Telechat Review of draft-ietf-speechsc-mrcpv2-

Request Review of draft-ietf-speechsc-mrcpv2
Requested rev. no specific revision (document currently at 28)
Type Telechat Review
Team General Area Review Team (Gen-ART) (genart)
Deadline 2011-11-29
Requested 2011-11-30
Other Reviews Genart Last Call review of - by Miguel García (diff)
Secdir Early review of - by Catherine Meadows (diff)
Review State Completed
Reviewer Miguel García
Review review-ietf-speechsc-mrcpv2-genart-telechat-garcia-2012-01-12
Posted at
Draft last updated 2012-01-12
Review completed: 2012-01-12


I have been selected as the General Area Review Team (Gen-ART)
reviewer for this draft. For background on Gen-ART, please see the FAQ at

Please resolve these comments along with any other comments you may receive.

Document: draft-ietf-speechsc-mrcpv2-24.txt
Reviewer: Miguel Garcia <miguel.a.garcia at>
Review Date: 2011-05-03
IETF LC End Date: 2011-04-13

Summary: The document is on the right track, but has some issues that 

should be addressed before publication as a standards track RFC.

Major issues: none

Minor issues:

- Section 4.2 reads:

   To remain backwards compatible with conventional SDP usage,
   the format field of the m-line MUST have the arbitrarily-selected
   value of "1".

The comment is that in other protocols, for example, MSRP [RFC4975] it
has been selected to use an asterisk "*" in the format field. I wonder if
it is possible to unify criteria, in order to allow usage of conventional
SDP parsers.

- Although at the general level the draft says that it reuses the SDP
offer/answer model, I think it would be good to explicitly mention it,
just explicitly indicate that "we aren't doing anything new here". For
example, in Section 4.2, the text reads

   When the client wants to add a media processing resource to the
   session, it issues a SIP re-INVITE transaction.

and I think it would be better to say:

   When the client wants to add a media processing resource to the
   session, it issues a new SDP offer, according to the procedures of
   RFC 3264 [RFC3264], in a SIP re-INVITE request.

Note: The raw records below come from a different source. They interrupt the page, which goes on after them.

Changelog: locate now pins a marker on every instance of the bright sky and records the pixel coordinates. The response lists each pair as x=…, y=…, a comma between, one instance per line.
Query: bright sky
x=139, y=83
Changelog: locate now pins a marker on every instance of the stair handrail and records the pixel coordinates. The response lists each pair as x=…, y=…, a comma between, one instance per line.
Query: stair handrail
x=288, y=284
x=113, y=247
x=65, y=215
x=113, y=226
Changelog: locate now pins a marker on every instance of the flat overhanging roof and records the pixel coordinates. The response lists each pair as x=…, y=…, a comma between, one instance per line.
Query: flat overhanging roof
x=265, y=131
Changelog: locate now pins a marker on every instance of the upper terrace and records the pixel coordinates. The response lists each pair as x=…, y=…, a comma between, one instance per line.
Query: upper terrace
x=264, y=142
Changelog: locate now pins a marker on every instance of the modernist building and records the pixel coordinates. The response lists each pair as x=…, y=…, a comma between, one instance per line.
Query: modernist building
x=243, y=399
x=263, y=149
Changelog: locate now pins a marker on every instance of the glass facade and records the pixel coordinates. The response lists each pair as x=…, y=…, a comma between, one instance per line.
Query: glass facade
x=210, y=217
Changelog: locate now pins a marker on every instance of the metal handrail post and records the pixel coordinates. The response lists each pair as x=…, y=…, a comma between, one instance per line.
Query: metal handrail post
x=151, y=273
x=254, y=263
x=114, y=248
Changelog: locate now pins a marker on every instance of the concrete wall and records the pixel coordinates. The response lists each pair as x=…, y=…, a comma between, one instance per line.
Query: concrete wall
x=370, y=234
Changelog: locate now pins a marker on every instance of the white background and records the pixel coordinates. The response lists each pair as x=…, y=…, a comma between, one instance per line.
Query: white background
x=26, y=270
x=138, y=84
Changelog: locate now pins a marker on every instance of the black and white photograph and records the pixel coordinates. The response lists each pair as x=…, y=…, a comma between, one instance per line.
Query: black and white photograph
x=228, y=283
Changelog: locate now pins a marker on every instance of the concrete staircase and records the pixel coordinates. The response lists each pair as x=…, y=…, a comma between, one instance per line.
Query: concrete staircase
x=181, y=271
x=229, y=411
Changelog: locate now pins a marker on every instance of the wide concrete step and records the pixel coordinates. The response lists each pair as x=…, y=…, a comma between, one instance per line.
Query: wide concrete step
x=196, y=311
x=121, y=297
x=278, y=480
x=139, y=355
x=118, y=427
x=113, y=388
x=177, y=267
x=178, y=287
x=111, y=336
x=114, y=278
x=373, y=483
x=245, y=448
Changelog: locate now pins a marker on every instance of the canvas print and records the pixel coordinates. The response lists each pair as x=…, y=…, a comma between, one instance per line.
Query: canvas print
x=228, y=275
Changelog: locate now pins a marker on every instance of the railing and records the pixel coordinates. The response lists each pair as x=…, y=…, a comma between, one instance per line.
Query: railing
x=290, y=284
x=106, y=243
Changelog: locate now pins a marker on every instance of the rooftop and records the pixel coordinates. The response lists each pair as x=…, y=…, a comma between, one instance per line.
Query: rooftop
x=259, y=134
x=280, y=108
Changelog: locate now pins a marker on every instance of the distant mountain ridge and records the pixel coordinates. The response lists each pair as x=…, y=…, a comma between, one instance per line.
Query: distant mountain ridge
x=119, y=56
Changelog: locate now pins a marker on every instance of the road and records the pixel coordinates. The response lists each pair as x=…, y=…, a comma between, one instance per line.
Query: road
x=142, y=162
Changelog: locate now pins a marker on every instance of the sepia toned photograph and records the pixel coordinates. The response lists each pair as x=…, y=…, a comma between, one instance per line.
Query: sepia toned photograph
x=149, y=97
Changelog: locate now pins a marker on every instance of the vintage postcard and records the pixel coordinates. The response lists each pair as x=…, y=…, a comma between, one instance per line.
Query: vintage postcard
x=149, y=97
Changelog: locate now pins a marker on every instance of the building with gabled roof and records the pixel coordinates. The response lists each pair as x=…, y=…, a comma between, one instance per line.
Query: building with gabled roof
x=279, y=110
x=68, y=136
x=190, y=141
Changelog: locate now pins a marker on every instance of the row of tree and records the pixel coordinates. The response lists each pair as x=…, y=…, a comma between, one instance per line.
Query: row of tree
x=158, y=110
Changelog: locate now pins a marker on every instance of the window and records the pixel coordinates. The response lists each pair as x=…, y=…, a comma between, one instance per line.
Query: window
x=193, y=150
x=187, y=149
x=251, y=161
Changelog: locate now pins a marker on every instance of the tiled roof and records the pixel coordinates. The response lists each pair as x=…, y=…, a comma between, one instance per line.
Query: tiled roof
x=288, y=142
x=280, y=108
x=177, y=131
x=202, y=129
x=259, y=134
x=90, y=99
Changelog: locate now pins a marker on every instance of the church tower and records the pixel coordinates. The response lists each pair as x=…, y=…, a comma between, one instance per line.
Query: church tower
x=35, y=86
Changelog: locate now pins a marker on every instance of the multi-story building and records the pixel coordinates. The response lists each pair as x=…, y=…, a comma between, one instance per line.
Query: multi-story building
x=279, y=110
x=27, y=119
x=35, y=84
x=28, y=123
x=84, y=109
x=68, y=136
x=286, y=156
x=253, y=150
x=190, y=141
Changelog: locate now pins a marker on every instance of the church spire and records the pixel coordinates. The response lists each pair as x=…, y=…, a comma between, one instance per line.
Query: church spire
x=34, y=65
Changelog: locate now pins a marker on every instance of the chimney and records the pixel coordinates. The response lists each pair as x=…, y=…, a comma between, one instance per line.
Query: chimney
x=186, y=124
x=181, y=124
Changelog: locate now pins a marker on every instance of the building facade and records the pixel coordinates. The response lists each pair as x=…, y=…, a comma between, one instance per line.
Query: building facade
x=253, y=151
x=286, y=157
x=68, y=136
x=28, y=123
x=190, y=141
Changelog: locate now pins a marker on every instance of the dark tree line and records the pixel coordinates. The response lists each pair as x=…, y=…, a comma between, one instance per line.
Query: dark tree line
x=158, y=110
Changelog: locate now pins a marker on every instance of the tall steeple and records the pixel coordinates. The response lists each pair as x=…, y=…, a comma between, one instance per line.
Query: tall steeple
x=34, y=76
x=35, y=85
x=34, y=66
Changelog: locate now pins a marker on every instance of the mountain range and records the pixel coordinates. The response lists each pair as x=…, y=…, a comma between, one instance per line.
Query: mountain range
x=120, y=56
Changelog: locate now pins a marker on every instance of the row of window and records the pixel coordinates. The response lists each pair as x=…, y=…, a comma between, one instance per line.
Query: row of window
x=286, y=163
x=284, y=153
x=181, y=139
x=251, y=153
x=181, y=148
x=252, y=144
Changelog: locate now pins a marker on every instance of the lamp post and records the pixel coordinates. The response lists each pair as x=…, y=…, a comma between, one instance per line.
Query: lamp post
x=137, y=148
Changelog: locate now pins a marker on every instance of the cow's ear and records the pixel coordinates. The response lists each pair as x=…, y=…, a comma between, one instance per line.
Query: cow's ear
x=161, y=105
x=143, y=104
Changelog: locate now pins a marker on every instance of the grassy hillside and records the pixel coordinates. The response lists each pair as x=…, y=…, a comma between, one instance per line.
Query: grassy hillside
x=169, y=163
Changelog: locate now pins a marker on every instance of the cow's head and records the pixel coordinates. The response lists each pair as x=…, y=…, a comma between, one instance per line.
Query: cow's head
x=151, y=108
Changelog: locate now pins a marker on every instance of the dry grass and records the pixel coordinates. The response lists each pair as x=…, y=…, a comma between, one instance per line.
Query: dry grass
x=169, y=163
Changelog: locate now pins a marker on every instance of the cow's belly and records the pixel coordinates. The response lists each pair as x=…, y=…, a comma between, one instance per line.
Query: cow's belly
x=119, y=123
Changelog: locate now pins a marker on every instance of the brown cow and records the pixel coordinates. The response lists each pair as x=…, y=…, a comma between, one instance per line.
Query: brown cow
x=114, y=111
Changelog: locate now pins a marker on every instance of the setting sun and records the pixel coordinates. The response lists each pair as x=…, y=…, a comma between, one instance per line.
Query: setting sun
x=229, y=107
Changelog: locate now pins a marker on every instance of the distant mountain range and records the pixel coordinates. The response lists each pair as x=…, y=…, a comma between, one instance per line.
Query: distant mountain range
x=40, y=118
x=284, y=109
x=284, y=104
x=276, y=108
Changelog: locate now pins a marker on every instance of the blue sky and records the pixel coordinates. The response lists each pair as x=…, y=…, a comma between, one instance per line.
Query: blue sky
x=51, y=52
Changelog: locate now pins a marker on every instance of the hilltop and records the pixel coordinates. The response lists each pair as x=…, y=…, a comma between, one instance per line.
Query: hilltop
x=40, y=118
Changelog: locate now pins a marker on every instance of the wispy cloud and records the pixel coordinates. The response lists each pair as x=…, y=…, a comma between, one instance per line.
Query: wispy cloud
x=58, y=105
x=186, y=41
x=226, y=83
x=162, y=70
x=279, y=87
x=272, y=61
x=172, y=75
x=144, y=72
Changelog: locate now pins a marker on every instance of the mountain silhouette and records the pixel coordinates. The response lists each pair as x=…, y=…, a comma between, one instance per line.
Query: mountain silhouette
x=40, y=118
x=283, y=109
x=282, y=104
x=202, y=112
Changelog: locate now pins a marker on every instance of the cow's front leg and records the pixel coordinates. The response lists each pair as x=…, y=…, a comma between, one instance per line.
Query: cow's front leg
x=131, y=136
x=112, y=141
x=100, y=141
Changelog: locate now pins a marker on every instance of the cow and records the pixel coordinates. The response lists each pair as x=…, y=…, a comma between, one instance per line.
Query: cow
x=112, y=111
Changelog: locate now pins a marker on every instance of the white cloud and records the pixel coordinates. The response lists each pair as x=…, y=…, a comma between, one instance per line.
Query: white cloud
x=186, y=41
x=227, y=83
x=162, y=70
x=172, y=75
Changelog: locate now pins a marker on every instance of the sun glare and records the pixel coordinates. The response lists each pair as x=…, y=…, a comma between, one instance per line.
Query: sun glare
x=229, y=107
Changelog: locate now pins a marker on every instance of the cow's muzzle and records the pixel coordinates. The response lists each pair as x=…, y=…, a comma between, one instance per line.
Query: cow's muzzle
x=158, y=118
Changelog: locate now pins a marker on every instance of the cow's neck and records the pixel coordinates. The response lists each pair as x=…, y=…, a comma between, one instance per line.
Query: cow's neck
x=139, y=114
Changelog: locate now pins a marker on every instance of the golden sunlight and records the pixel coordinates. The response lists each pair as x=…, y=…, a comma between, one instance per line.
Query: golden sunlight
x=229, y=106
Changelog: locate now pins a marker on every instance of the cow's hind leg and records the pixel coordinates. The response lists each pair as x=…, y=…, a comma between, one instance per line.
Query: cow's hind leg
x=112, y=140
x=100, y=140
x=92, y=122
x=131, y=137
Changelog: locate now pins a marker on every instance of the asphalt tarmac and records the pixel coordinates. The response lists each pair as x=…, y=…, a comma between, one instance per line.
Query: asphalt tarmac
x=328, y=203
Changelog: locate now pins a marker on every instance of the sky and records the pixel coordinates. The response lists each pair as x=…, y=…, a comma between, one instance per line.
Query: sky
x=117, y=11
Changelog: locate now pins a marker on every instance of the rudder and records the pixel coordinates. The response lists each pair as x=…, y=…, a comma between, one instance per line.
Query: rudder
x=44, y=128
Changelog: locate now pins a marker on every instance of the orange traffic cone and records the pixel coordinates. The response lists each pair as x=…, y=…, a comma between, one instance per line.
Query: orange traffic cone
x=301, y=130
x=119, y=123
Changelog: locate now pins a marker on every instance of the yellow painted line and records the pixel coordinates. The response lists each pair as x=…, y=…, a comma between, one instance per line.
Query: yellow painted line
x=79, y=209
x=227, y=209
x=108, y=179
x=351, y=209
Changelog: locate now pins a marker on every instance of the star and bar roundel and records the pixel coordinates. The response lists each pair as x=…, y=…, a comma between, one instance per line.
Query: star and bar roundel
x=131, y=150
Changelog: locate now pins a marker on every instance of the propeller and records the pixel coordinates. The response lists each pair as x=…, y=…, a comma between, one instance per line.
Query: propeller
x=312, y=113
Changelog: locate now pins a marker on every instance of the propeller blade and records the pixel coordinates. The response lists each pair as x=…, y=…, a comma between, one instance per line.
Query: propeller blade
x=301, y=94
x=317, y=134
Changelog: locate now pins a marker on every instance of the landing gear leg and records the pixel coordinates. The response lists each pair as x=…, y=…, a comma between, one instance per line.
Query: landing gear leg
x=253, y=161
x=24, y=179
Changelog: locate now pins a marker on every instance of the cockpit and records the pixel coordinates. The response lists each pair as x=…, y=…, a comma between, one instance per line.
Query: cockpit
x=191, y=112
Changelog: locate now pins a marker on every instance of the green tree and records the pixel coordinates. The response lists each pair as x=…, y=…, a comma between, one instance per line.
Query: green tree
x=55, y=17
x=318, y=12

Also, on page 17, the text reads:

   When the client wants to de-allocate the resource from this session,
   it issues a SIP re-INVITE transaction with the server.  The SDP MUST
   offer the control m-line with port 0.

It could be completed with:

   When the client wants to de-allocate the resource from this session,
   it issues a new SDP offer, according to RFC 3264 [RFC3264], where the
   control m-line port MUST be set to 0. This SDP offer is sent in a SIP
   re-INVITE request.

- Section 4.2 describes the usage of the a=setup attribute, but it does
not clarify if setting up MRCP sessions MUST always use the a=setup
attribute or not. I think the answer is yes, at least for TCP or TLS
transports (those defined in this version of the draft). But there should
be a "MUST use the 'setup' attribute as per RFC 4145" somewhere. I
recommend to add the following sentence at the beginning of the last
paragraph in page 16:

   MRCVv2 clients and servers using TCP as a transport protocol MUST use
the procedures specified in RFC 4145 [RFC4145] for setting up the TCP
connection, with the considerations described hereby. Similarly,  MRCVv2
clients and servers using TCP/TLS as a transport protocol MUST use the
procedures specified in RFC 4572 [RFC4572] for setting up the TLS
connection, with the considerations described hereby. The 'setup
attribute, as described ... [continue with the current text]

- Section 5.1. The ABNF of "mrcp-version", at the top of page 26, comes
out of the blue: there is no "mrcp-version" in the ABNF on page 25, so,
it is difficult to find out how to put "mrcp-version" into context.

- Section 5.4, in the client failure table, the description of the 407
contains a normative text "MAY BE". I think these tables are an
informative summary. All the normative text should be written in detail
elsewhere in the document. You can safely turn them lowercase.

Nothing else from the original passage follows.